The day was mostly uneventful, though we explored a few new areas, snacking along the way. In the children's garden, a staff member had set up a crafting station where the Salad each made a crown. They weren't anything special, a few markers and some stickers. What I'm trying to say is that they weren't going to be lovingly placed in our "art to be saved" box.

So it wasn't that big of a deal when, while feeding the giant catfish a bag of leftover crusts, a gust of wind picked up S's crown and landed it in the pond.  She lamented for a minute and then we moved on to the treehouse exhibit, narrowly escaping the Longwood Security who ambled over to see what the fuss was all about. 

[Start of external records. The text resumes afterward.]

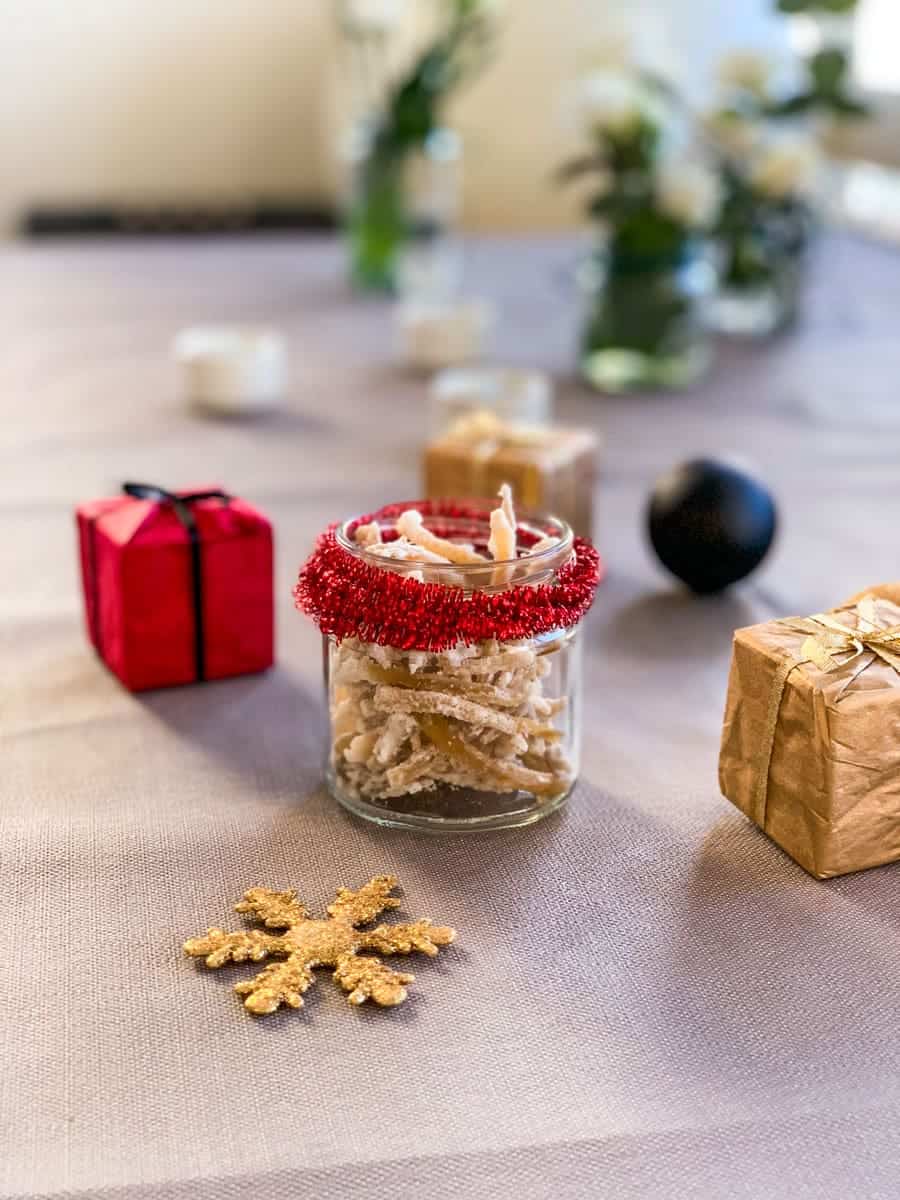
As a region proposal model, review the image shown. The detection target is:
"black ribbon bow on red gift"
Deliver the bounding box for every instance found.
[122,482,232,683]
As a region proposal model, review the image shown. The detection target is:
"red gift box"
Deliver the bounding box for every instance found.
[77,484,275,691]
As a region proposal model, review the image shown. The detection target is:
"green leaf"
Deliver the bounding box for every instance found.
[766,91,817,118]
[809,48,848,96]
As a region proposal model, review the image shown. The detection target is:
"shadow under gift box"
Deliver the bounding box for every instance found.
[719,600,900,878]
[76,492,275,691]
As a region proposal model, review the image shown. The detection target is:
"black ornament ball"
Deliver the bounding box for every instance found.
[647,458,776,595]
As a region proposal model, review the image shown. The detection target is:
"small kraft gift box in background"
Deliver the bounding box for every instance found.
[719,595,900,878]
[424,412,599,538]
[76,484,275,691]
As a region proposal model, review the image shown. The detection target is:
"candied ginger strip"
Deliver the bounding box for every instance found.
[368,538,450,564]
[353,521,382,546]
[397,509,485,563]
[419,714,571,796]
[497,484,517,535]
[487,509,516,564]
[374,686,524,733]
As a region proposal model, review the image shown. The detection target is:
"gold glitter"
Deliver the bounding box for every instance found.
[185,875,456,1015]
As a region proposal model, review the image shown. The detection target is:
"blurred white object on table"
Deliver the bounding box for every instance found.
[395,299,494,371]
[428,366,553,437]
[173,325,288,416]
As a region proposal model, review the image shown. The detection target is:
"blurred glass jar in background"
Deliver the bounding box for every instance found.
[709,206,811,337]
[580,241,715,392]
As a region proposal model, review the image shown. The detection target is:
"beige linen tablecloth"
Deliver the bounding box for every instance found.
[0,240,900,1200]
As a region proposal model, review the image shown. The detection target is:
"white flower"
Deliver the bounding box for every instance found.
[750,137,820,200]
[718,50,775,96]
[656,162,721,229]
[703,108,764,158]
[577,71,660,137]
[340,0,406,37]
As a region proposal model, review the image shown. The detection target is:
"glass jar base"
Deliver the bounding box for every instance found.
[581,346,713,394]
[329,780,571,834]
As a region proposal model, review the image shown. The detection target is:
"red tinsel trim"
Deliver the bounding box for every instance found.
[294,500,602,653]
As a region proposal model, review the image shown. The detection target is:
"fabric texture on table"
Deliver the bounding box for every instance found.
[0,240,900,1200]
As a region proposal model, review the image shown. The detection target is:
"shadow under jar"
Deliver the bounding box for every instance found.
[299,504,598,832]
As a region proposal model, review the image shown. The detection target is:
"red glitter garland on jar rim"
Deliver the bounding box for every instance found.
[294,500,602,653]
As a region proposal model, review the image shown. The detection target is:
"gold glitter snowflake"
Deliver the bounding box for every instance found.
[185,875,456,1014]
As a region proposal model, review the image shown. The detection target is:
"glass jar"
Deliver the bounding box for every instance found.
[324,517,581,832]
[346,122,461,298]
[428,366,553,437]
[581,242,715,392]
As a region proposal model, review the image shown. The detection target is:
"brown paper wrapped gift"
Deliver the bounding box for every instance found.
[719,595,900,878]
[425,412,598,538]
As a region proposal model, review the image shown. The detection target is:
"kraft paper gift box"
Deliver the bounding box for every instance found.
[76,484,274,691]
[424,412,599,538]
[719,595,900,878]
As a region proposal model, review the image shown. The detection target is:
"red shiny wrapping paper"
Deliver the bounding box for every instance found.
[76,493,275,691]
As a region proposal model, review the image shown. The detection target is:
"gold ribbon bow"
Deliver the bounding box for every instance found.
[754,595,900,829]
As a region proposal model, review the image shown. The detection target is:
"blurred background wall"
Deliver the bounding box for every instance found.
[0,0,900,234]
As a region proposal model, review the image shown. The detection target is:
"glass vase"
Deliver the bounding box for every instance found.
[346,124,461,296]
[581,244,715,392]
[709,220,809,338]
[324,518,581,832]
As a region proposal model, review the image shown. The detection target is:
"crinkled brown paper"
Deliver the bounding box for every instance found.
[719,589,900,878]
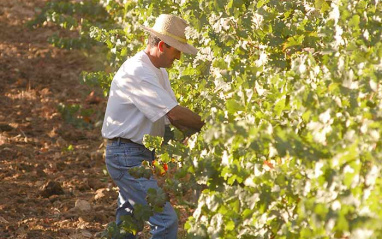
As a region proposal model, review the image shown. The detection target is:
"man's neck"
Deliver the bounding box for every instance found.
[144,46,160,69]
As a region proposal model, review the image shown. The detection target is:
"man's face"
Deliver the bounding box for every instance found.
[161,42,181,68]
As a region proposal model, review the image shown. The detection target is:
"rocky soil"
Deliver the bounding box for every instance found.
[0,0,117,239]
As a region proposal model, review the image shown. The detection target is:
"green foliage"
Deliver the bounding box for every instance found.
[35,0,382,238]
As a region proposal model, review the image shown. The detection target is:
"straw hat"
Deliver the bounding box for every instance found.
[142,14,198,55]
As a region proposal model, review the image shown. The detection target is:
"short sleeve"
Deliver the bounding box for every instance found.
[117,72,178,122]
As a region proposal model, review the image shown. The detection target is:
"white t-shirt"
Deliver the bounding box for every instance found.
[102,51,178,144]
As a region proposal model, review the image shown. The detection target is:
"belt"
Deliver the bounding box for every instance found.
[107,137,140,145]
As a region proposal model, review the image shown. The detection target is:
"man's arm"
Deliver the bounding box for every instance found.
[167,105,204,131]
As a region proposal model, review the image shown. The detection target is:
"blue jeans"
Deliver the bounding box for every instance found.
[106,141,178,239]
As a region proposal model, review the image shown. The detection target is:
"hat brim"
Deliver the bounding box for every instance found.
[141,26,198,55]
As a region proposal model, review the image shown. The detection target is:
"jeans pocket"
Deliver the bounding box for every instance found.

As soon as we got to the treehouse, S mentioned that she had to use the ladies room, so while Ms. Amy kept track of the other kids, S and I ran off.  On the way back to our friends, she looked up at me to say, "Mommy, I don't need that crown.  All I need is my brother and sister and friends to have fun."
So young, and yet so wise.

Monday, April 16, 2012

Frogs and Toads Together

We spent a perfect morning at Glen Providence Park with playgroup.  We chose there because it was close to 90 degrees today and we knew we could wade in the many streams and ponds.  Nature did not disappoint.  We caught about 5 frogs (well, really 4 toads and 1 frog - we jumped on my handy dandy smart phone to research the difference and observe the characteristics right then and there!), 20 tadpoles, 1 fish and a close call with a water snake.  Everyone who wanted held the obliging toads, though one surprised A as it tried to wiggle free and she . . . well . . . kind of . . . threw it.  And then it . . . kind of . . . somersaulted . . . down a hill . . . toward a stream.  We watched it swim away, so the other thing we learned about toads is that they are pretty resilient.      
After 3 hours exploring, we packed up and headed home for some quiet time.  When A laid her head down on my pillow, she sighed a contented sigh and said "Mommy, you make the best days."

No, baby girl, you make my days the best.